Oṣadhi-nāma-nirdeśa: Paryāya (Synonyms) of Herbs, Minerals, and Classical Measures
गन्धको गन्धपाषाणो रसः पारद उच्यते / ताम्रमौदुम्बरं शुल्बं विद्यान्म्लेच्छमुखं तथा
gandhako gandhapāṣāṇo rasaḥ pārada ucyate / tāmramaudumbaraṃ śulbaṃ vidyānmlecchamukhaṃ tathā
ស្ពាន់ធ័រ ហៅថា «គន្ធក» ហើយក៏ហៅថា «គន្ធ-បាសាណ» (ថ្មក្រអូប) ផង; រសៈ ឬ បារទ (បារទៈ) គឺបារត។ ទង់ដែង ហៅថា «តាម្រ»; «អោទុម្ពរ» ក៏ជានាមមួយ; និង «សុល្ប» (លោហៈ/ទង់ដែង) ក៏គួរយល់ដែរ—ដូចគ្នានេះ «ម្លេច្ឆ-មុខ» ក៏ជាពាក្យសមន័យបច្ចេកទេសផង។
Lord Vishnu (in instruction to Garuda)
Concept: Powerful substances require unambiguous terminology; multiple names point to properties, origins, or technical lineages.
Vedantic Theme: Right knowledge as a prerequisite for right action (jñāna leading to karma-yoga in applied domains).
Application: When texts say gandhaka/gandha-pāṣāṇa or rasa/pārada, treat them as the same standardized substances; recognize copper synonyms (tāmra/audumbara/śulba/mleccha-mukha) to avoid procurement mistakes.
Primary Rasa: adbhuta
Secondary Rasa: shanta
Related Themes: Garuda Purana 1.204 (pārada, gandhaka, tāmra synonymy within rasadravya lists)

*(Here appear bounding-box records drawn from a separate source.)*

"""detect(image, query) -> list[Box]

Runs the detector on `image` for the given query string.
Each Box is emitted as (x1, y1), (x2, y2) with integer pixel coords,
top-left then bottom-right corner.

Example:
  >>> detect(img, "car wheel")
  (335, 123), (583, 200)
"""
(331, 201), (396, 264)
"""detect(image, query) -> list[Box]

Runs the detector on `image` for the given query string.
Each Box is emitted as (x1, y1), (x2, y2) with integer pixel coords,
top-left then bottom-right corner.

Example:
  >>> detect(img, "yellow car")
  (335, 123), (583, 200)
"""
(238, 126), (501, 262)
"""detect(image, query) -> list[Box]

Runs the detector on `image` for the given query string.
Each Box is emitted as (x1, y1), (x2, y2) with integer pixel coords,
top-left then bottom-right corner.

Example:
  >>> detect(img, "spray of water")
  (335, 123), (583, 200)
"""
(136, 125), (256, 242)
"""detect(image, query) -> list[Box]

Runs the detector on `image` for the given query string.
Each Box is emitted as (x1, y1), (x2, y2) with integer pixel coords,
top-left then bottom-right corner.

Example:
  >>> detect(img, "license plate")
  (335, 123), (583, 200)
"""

This verse preserves technical vocabulary used in traditional rasashastra/metallurgy, clarifying that ‘rasa’ and ‘pārada’ denote mercury and that ‘gandhaka/gandha-pāṣāṇa’ denote sulphur—helpful for correctly reading ritual-medical or alchemical passages.
It shows the text also functions as a compendium of practical knowledge, including technical nomenclature for substances (metals/minerals) that appear in traditional disciplines like Ayurveda and alchemical processing.
Use it as a glossary: when studying classical Hindu texts on medicines or metallurgy, recognize these synonyms to avoid misidentifying substances—especially mercury and sulphur, which require careful, expert handling.